Determining whether a sample is mono-clonal or contains multiple clones of the parasite requires the careful selection of markers because most randomly selected markers may not faithfully depict the true complexity of an infection. Based on the performances of the six markers used here to characterize parasite diversity in both artificial mixtures of clones and in field samples, the combination, including PvMS6, PvMS7, MN21, and msp1B10 were selected for use in molecular epidemiology studies. These markers comprise a panel containing highly informative loci that exhibit genetic variability in all examined P. vivax populations as well as loci that are less sensitive to PCR amplification biases and were able to better characterize the multiplicity of infection. In this study, a PCR-CE was proposed for allele scoring, which has the advantage of allowing the accurate and fast genotyping of a large number of field samples at relatively low cost. Furthermore, a less stringent criterion for rare allele identification significantly increases the sensitivity of this method. Thus, a minimum of one-fourth should be used as a cut-off value for minor peak detection.

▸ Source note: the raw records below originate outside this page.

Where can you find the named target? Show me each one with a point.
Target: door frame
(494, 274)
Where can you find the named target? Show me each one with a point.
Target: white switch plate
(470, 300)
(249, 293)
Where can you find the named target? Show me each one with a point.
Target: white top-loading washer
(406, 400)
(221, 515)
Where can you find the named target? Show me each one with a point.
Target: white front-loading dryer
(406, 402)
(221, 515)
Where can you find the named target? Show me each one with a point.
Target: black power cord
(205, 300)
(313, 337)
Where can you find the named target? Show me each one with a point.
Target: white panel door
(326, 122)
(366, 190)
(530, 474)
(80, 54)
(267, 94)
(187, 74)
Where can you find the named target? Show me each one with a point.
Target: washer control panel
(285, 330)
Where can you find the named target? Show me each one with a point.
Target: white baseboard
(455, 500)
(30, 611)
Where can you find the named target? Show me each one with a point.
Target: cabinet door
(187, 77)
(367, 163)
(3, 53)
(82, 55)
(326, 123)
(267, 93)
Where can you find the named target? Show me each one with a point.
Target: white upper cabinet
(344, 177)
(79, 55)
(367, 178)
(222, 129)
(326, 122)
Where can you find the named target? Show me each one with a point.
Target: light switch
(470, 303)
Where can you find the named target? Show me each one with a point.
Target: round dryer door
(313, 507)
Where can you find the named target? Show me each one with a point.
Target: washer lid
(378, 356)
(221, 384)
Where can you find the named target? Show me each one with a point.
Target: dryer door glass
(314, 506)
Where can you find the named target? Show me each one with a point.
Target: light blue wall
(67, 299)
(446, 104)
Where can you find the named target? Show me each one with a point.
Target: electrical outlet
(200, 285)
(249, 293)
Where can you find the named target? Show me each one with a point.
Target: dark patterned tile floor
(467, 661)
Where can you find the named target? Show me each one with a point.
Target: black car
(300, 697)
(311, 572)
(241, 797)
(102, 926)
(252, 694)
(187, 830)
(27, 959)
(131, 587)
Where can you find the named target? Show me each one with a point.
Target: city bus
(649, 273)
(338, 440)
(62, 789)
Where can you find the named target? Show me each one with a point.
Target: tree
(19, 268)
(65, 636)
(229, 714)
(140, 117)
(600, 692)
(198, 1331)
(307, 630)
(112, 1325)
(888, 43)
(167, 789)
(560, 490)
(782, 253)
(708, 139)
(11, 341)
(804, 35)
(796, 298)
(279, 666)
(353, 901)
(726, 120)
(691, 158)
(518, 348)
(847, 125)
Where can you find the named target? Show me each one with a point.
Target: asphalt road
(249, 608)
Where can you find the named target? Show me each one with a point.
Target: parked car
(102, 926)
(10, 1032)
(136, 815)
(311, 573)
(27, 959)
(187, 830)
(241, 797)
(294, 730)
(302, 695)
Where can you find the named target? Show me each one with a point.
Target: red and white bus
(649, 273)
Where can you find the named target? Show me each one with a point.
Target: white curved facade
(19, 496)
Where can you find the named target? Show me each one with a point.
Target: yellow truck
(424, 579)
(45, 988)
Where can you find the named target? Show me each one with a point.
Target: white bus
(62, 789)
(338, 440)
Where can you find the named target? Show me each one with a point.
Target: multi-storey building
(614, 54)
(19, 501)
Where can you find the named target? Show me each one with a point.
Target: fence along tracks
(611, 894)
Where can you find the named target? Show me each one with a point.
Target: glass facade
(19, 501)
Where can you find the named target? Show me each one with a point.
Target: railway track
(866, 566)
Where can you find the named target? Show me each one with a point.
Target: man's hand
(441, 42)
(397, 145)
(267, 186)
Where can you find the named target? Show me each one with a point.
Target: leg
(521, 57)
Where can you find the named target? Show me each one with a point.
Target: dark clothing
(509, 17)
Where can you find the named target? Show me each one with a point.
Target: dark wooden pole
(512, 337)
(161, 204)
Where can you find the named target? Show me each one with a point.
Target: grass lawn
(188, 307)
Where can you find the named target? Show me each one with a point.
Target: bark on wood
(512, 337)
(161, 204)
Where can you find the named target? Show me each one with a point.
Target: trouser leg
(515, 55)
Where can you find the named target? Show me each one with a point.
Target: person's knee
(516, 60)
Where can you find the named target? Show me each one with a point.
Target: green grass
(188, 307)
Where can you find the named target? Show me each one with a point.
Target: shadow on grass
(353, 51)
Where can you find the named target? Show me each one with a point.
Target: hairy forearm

Although the results described apply to a small subset of alleles and field samples likely contain several unknown alleles, they reveal information about amplification bias, which can be used to identify markers and conditions under which such biases are minimized. Field samples from the Brazilian Amazon region, an area of low and unstable malaria transmission, were used to define the proposed panel. Nevertheless, further characterization is required, especially in regions of high endemicity, where this panel would also provide information about multi-clonal infections due to the high genetic variability of parasite population in such areas.